YAML Metadata Warning: empty or missing yaml metadata in repo card (https://huggingface.co/docs/hub/model-cards#model-card-metadata)
---
library_name: transformers
tags:
- sindhi
- nlp
- qwen
- tokenizer-extension
- low-resource-languages
- unigram
language:
- sd
- en
base_model: Qwen/Qwen2.5-7B
---
# Qwen2.5-7B Sindhi Tokenizer Extension (20k Unigram)
## Model Details
### Model Description
This is an optimized tokenizer extension for **Qwen2.5-7B**, specifically engineered to enhance performance for the **Sindhi language**. Developed as part of a Master's thesis research project, this model expands the native Qwen vocabulary with **20,000 unique Sindhi tokens** derived from a custom SentencePiece Unigram model.

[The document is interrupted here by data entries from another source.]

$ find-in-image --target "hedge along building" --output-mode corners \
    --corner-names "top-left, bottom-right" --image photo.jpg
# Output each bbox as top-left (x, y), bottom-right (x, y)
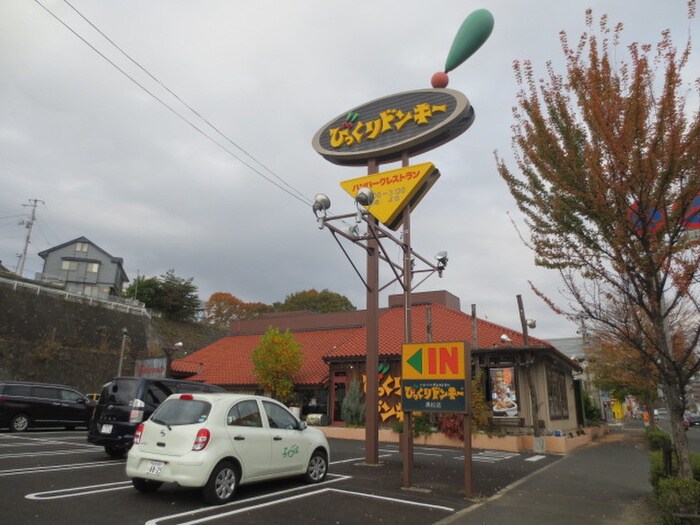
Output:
top-left (172, 291), bottom-right (582, 434)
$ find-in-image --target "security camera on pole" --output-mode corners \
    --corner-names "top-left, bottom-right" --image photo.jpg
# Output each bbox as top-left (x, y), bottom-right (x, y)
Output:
top-left (312, 9), bottom-right (494, 497)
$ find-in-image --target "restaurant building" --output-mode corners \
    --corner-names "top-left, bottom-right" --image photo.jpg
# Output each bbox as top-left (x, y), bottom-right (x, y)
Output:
top-left (172, 291), bottom-right (582, 434)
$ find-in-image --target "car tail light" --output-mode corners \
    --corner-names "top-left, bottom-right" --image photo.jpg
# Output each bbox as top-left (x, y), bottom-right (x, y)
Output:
top-left (129, 399), bottom-right (146, 423)
top-left (134, 423), bottom-right (143, 445)
top-left (192, 428), bottom-right (211, 451)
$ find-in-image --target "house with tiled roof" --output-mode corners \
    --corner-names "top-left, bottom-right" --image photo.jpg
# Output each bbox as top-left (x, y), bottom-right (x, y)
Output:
top-left (36, 236), bottom-right (129, 299)
top-left (172, 291), bottom-right (580, 433)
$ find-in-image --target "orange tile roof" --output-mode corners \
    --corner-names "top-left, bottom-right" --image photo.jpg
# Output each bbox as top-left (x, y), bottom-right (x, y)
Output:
top-left (328, 304), bottom-right (551, 358)
top-left (172, 328), bottom-right (358, 386)
top-left (172, 304), bottom-right (552, 386)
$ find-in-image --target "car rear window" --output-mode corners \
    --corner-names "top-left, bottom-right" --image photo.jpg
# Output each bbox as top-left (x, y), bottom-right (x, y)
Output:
top-left (5, 385), bottom-right (32, 397)
top-left (100, 379), bottom-right (139, 405)
top-left (151, 399), bottom-right (211, 425)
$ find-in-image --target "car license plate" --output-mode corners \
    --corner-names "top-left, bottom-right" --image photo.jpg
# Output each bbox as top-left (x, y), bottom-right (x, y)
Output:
top-left (146, 461), bottom-right (165, 476)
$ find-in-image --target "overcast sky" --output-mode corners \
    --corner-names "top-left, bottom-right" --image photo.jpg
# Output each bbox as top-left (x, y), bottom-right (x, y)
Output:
top-left (0, 0), bottom-right (700, 338)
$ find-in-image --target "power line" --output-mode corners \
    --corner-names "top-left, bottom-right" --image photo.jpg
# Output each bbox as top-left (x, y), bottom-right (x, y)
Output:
top-left (63, 0), bottom-right (309, 204)
top-left (15, 199), bottom-right (44, 277)
top-left (34, 0), bottom-right (311, 209)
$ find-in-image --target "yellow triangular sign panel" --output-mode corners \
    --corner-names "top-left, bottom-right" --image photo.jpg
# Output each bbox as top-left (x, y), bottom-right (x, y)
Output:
top-left (340, 162), bottom-right (440, 230)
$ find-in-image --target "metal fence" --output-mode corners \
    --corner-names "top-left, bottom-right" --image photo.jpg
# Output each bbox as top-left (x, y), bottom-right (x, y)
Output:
top-left (0, 277), bottom-right (151, 319)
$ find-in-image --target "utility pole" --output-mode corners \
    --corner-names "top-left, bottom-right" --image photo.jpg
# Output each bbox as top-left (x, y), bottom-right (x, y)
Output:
top-left (15, 199), bottom-right (46, 277)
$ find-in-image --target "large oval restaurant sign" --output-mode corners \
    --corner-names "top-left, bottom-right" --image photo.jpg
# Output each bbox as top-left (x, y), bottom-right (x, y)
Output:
top-left (313, 89), bottom-right (474, 166)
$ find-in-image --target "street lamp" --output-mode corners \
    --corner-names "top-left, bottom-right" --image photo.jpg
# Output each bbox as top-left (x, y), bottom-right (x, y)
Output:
top-left (117, 327), bottom-right (129, 377)
top-left (163, 341), bottom-right (184, 377)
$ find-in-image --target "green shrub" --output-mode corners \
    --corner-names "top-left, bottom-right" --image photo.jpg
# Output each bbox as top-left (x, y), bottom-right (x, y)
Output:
top-left (582, 390), bottom-right (603, 425)
top-left (340, 379), bottom-right (365, 427)
top-left (649, 450), bottom-right (700, 496)
top-left (657, 478), bottom-right (700, 525)
top-left (413, 412), bottom-right (436, 437)
top-left (646, 427), bottom-right (671, 450)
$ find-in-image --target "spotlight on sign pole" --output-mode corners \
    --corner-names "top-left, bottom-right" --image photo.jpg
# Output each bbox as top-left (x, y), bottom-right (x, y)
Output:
top-left (311, 193), bottom-right (331, 230)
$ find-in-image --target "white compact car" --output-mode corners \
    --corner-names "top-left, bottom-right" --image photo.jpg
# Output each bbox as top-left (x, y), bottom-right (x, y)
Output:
top-left (126, 393), bottom-right (330, 504)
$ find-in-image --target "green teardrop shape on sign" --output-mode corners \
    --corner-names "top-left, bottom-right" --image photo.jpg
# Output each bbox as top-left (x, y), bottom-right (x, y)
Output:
top-left (406, 348), bottom-right (423, 374)
top-left (445, 9), bottom-right (494, 73)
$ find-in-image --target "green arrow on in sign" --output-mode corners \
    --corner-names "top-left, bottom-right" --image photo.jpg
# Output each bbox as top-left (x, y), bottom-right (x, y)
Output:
top-left (406, 348), bottom-right (423, 374)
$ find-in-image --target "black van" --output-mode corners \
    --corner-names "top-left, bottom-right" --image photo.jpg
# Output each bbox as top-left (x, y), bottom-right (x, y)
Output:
top-left (88, 377), bottom-right (225, 458)
top-left (0, 381), bottom-right (95, 432)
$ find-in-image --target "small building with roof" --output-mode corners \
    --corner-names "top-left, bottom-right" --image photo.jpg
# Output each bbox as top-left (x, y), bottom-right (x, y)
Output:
top-left (36, 237), bottom-right (129, 299)
top-left (172, 291), bottom-right (581, 434)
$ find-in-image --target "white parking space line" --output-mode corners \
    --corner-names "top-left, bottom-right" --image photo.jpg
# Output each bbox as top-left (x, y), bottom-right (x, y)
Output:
top-left (525, 454), bottom-right (547, 461)
top-left (0, 460), bottom-right (121, 478)
top-left (145, 478), bottom-right (454, 525)
top-left (0, 448), bottom-right (101, 460)
top-left (331, 454), bottom-right (391, 465)
top-left (24, 481), bottom-right (131, 500)
top-left (455, 450), bottom-right (520, 463)
top-left (145, 474), bottom-right (350, 525)
top-left (325, 489), bottom-right (455, 512)
top-left (0, 434), bottom-right (101, 449)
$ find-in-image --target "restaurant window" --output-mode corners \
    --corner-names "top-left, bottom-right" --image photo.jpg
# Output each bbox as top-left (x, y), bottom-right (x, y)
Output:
top-left (547, 368), bottom-right (569, 419)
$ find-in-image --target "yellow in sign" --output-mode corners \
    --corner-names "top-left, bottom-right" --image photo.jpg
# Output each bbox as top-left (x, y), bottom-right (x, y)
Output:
top-left (401, 342), bottom-right (465, 380)
top-left (340, 162), bottom-right (440, 230)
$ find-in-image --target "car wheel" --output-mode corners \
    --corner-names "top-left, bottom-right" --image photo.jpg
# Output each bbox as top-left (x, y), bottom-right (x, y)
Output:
top-left (304, 450), bottom-right (328, 483)
top-left (202, 461), bottom-right (238, 505)
top-left (131, 478), bottom-right (163, 494)
top-left (105, 445), bottom-right (126, 459)
top-left (10, 414), bottom-right (29, 432)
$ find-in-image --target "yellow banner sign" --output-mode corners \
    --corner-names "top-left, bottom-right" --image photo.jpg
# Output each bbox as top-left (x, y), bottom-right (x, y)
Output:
top-left (340, 162), bottom-right (440, 230)
top-left (401, 342), bottom-right (465, 381)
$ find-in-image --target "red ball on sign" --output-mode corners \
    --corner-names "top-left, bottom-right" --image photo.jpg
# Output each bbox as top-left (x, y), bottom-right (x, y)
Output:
top-left (430, 71), bottom-right (450, 89)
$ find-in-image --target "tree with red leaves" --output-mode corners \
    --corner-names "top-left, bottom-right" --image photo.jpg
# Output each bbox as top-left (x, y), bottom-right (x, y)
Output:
top-left (496, 0), bottom-right (700, 478)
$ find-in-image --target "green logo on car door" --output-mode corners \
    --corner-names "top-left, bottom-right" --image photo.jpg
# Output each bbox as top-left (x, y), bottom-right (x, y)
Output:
top-left (282, 445), bottom-right (299, 458)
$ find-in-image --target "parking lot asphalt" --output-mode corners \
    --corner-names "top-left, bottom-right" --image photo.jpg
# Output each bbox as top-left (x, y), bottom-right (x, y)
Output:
top-left (0, 431), bottom-right (561, 525)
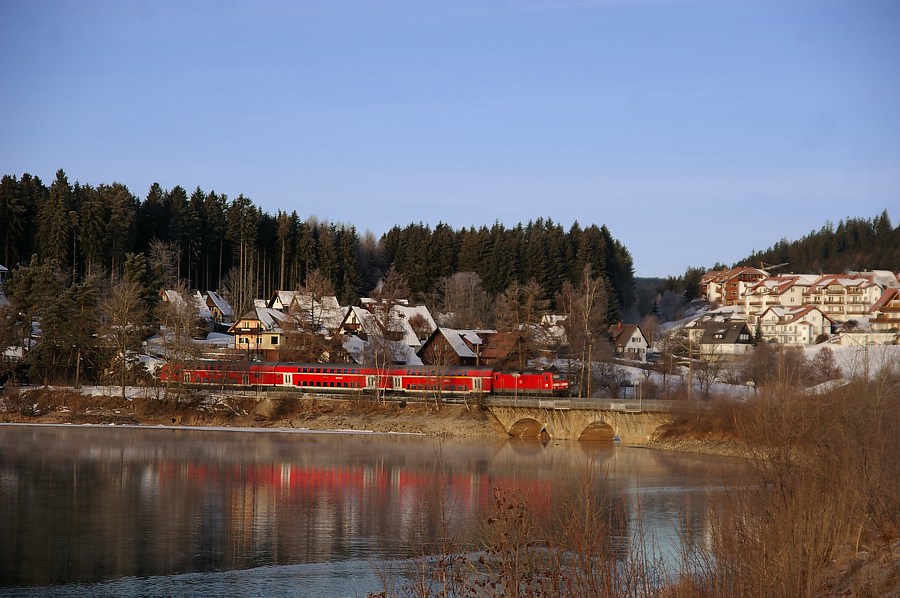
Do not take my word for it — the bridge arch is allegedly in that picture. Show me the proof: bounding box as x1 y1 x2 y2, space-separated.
507 417 553 439
578 420 616 442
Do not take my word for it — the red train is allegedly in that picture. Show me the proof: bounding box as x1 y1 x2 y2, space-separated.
160 361 569 396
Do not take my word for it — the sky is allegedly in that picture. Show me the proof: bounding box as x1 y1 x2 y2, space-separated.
0 0 900 276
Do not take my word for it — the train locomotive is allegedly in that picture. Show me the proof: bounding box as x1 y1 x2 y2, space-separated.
160 361 569 396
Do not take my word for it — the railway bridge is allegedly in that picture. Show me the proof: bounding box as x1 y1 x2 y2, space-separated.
486 397 672 445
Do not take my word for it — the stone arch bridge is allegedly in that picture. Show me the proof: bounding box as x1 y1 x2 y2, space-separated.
487 397 672 445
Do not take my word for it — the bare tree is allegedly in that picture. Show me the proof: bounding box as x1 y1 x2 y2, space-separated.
363 266 409 400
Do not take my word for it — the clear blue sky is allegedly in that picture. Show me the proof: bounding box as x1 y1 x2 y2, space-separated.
0 0 900 276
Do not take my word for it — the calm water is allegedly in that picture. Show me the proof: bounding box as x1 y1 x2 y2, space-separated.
0 425 742 596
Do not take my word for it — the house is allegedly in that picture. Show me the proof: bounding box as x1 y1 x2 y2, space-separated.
758 305 835 345
608 322 650 361
743 274 819 317
418 327 495 366
204 291 234 323
700 266 769 305
479 332 531 370
699 321 753 360
228 307 287 361
869 289 900 332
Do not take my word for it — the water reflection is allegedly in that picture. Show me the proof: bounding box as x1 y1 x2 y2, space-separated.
0 426 736 593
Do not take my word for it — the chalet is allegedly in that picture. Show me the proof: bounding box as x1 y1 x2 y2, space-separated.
228 307 287 361
609 322 650 361
868 289 900 332
418 327 495 366
159 289 213 322
759 305 835 345
699 321 753 360
266 291 308 313
479 332 530 370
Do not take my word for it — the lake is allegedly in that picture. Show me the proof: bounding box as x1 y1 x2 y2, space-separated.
0 425 744 596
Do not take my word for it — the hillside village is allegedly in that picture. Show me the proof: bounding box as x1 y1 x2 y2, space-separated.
0 258 900 394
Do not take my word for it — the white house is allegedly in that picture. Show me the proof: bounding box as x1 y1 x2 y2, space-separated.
759 305 834 345
609 322 650 361
228 307 287 361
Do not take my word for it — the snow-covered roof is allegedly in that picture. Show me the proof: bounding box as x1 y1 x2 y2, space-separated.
191 291 213 320
760 305 833 324
206 291 234 318
229 307 287 332
341 305 437 350
287 293 347 332
430 328 494 358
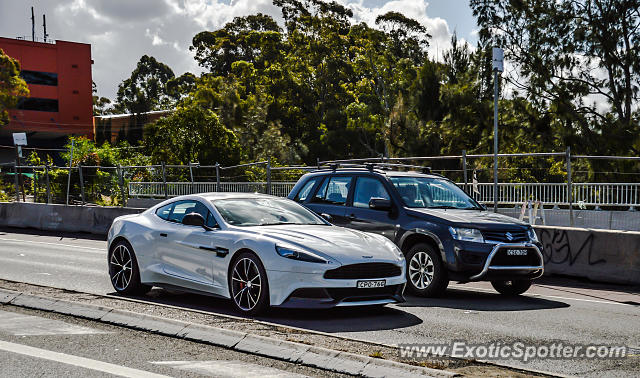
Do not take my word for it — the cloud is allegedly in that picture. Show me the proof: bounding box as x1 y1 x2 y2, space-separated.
0 0 460 99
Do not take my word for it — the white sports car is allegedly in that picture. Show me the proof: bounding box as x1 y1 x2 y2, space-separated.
108 193 405 314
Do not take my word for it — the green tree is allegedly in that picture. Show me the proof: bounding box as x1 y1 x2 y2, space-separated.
145 104 242 165
0 49 29 126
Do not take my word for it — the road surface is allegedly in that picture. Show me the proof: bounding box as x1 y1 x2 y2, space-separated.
0 229 640 376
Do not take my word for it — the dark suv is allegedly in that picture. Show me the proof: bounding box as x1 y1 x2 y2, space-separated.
288 165 544 296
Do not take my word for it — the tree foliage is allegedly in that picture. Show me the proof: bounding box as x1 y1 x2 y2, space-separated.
0 49 29 126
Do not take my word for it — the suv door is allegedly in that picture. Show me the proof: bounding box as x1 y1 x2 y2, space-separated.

- **Developed by:** Kashif Ali Turk
- **Supervised by:** Dr. Tafseer Ahmed
- **Model type:** Tokenizer Extension / Vocabulary Expansion
- **Language(s) (NLP):** Sindhi (Primary), English (Base)
- **Finetuned from model:** Qwen/Qwen2.5-7B
## Uses
### Direct Use
This tokenizer serves as a drop-in replacement for the default Qwen2.5 tokenizer when processing Sindhi text. It is designed for:
1. **Efficient Tokenization**: Reducing the sequence length of Sindhi text for faster inference and lower memory consumption.
2. **Continual Pre-training**: Providing a structured vocabulary for aligning new Sindhi embeddings.
3. **Advanced NLP Tasks**: Improving model performance on Sindhi-specific summarization, translation, and sentiment analysis.
### Out-of-Scope Use
- This repository contains **tokenizer files only**. It does not include trained model weights for the new tokens; these must be initialized and trained separately.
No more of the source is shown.